All right, I’ll just say it: I really, really like our town’s new parking lot.
And I know how controversial it was, given that it replaced paradise. Those were some of the longest, angriest meetings of the zoning subcommittee I’ve ever attended. But you know what took even longer and made me even angrier? Trying to find a parking spot before those meetings. And that is thankfully no longer a problem, thanks to this pristine, gorgeous slab of pavement stretching out as far as the eye can see.
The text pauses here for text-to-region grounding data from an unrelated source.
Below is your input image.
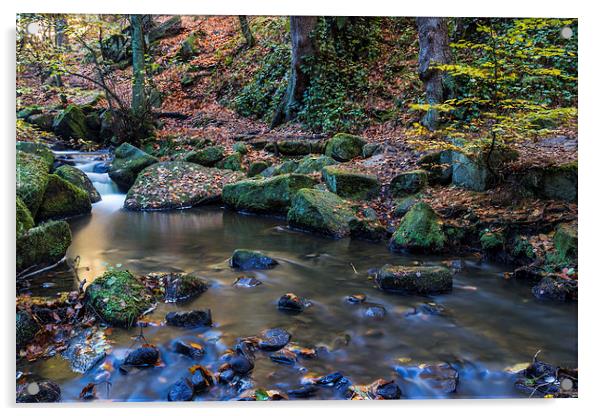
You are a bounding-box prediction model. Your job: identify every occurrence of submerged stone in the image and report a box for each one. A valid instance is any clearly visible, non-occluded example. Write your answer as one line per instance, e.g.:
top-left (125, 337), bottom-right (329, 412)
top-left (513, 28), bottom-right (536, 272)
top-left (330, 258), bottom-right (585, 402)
top-left (121, 346), bottom-right (160, 370)
top-left (16, 220), bottom-right (72, 273)
top-left (36, 174), bottom-right (92, 221)
top-left (109, 142), bottom-right (159, 190)
top-left (124, 162), bottom-right (243, 210)
top-left (389, 202), bottom-right (446, 253)
top-left (230, 249), bottom-right (278, 270)
top-left (532, 277), bottom-right (575, 302)
top-left (233, 276), bottom-right (263, 288)
top-left (62, 327), bottom-right (109, 373)
top-left (166, 310), bottom-right (212, 328)
top-left (54, 164), bottom-right (101, 203)
top-left (322, 165), bottom-right (380, 200)
top-left (223, 174), bottom-right (317, 214)
top-left (375, 265), bottom-right (453, 295)
top-left (85, 269), bottom-right (154, 327)
top-left (16, 379), bottom-right (61, 403)
top-left (168, 378), bottom-right (194, 401)
top-left (396, 363), bottom-right (459, 395)
top-left (277, 293), bottom-right (306, 312)
top-left (257, 328), bottom-right (291, 351)
top-left (325, 133), bottom-right (366, 162)
top-left (173, 340), bottom-right (205, 360)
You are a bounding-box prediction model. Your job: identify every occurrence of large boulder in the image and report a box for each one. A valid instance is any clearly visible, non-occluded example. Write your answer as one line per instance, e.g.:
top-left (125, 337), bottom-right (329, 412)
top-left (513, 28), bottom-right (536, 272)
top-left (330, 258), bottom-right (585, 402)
top-left (16, 141), bottom-right (54, 170)
top-left (322, 166), bottom-right (379, 200)
top-left (324, 133), bottom-right (366, 162)
top-left (124, 161), bottom-right (243, 210)
top-left (52, 104), bottom-right (89, 139)
top-left (36, 174), bottom-right (92, 221)
top-left (85, 270), bottom-right (155, 327)
top-left (16, 197), bottom-right (34, 238)
top-left (265, 140), bottom-right (312, 156)
top-left (418, 150), bottom-right (453, 185)
top-left (216, 153), bottom-right (243, 171)
top-left (109, 142), bottom-right (159, 190)
top-left (294, 155), bottom-right (337, 174)
top-left (390, 170), bottom-right (428, 197)
top-left (16, 150), bottom-right (50, 217)
top-left (223, 174), bottom-right (317, 214)
top-left (55, 165), bottom-right (101, 203)
top-left (375, 265), bottom-right (453, 295)
top-left (390, 202), bottom-right (446, 253)
top-left (184, 145), bottom-right (225, 167)
top-left (16, 220), bottom-right (72, 273)
top-left (287, 189), bottom-right (355, 238)
top-left (451, 142), bottom-right (518, 191)
top-left (520, 162), bottom-right (577, 202)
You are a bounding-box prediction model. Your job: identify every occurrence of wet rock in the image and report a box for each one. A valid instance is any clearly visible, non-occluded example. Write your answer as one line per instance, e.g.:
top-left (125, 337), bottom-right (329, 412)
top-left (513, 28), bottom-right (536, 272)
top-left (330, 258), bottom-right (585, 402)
top-left (229, 353), bottom-right (254, 375)
top-left (54, 164), bottom-right (101, 203)
top-left (389, 202), bottom-right (446, 253)
top-left (223, 174), bottom-right (317, 214)
top-left (286, 344), bottom-right (318, 359)
top-left (233, 276), bottom-right (262, 288)
top-left (372, 379), bottom-right (402, 399)
top-left (16, 220), bottom-right (72, 273)
top-left (165, 310), bottom-right (212, 328)
top-left (287, 385), bottom-right (318, 398)
top-left (190, 365), bottom-right (215, 392)
top-left (315, 371), bottom-right (344, 386)
top-left (230, 249), bottom-right (278, 270)
top-left (124, 162), bottom-right (243, 210)
top-left (325, 133), bottom-right (366, 162)
top-left (532, 277), bottom-right (576, 302)
top-left (515, 360), bottom-right (560, 397)
top-left (173, 340), bottom-right (205, 360)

Look, we have a lovely little downtown. The Italian restaurant, the gazebo, the pink hotel, and the highly affordable tree museum ($1.50 for a ticket in this day and age is simply unbeatable)—it’s all great. But the fact is, the easiest way to get there is to drive, and if you’re going to do that, you need a place to park your car. And sure, it may have been an easier political sell to pave over the shuttered sludge factory than the idyllic green space filled with laughing children and frolicking puppies where it never rained and all your problems just sort of melted away, but was that space really contributing as much to our town as the sludge factory? Or at least as much as the sludge factory will contribute once our town’s economy turns around and it reopens.
Plus, rain is pretty important. So getting rid of paradise may have actually helped save our town from a devastating drought. But you don’t hear all of those paradise obsessives talking about that now, do you?
You know, I wouldn’t even mind building off of this recent parking win by adding a few more options. The new lot is great, yeah, but I do sometimes worry it isn’t big enough. Like the other day, I had to park in a spot between two other cars, so I couldn’t even get out in my usual way of swinging my door wide open and shouting “IT’S GO TIME, BABY! WE HAVE ARRIVED!” to no one in particular.
Well, I shouldn’t have gotten out that way, at least. I did anyway because it’s kind of my thing, and it left a serious dent in one of the other car’s doors, which never would have happened if there were more available spots.
Maybe we could build an auxiliary lot where the tree museum is? I know I was just praising it, but do we really need a museum dedicated solely to trees, what with our town’s dire parking shortage and the abundance of tree videos on YouTube? It’s worth thinking about at least.
I’m getting ahead of myself, though. For now, we need to keep the focus on preserving the parking lot we already have, as these paradise fanatics still won’t give up their doomed fight. Just the other day I saw one of them circulating a petition to get rid of one of the three rows of parking spots in the new lot designed exclusively for stretch limos and replace it with that playground in paradise powered by memories of the first time you tried chocolate chip cookies on the absurd grounds that “sixteen parking spots for stretch limos is enough.” Can you believe these people? That lyric about not knowing “what you’ve got till it’s gone” from Cinderella’s classic 1988 hair metal hit—and absolutely no other song—has never rung truer.
But still, a man can dream, can’t he? Maybe someday I will finally arrive in our glorious downtown and be greeted by nothing but a sea of parking lots with plenty of available spots and no distracting trees, tree museums, or utopias to get in the way. Now that sounds like paradise to me.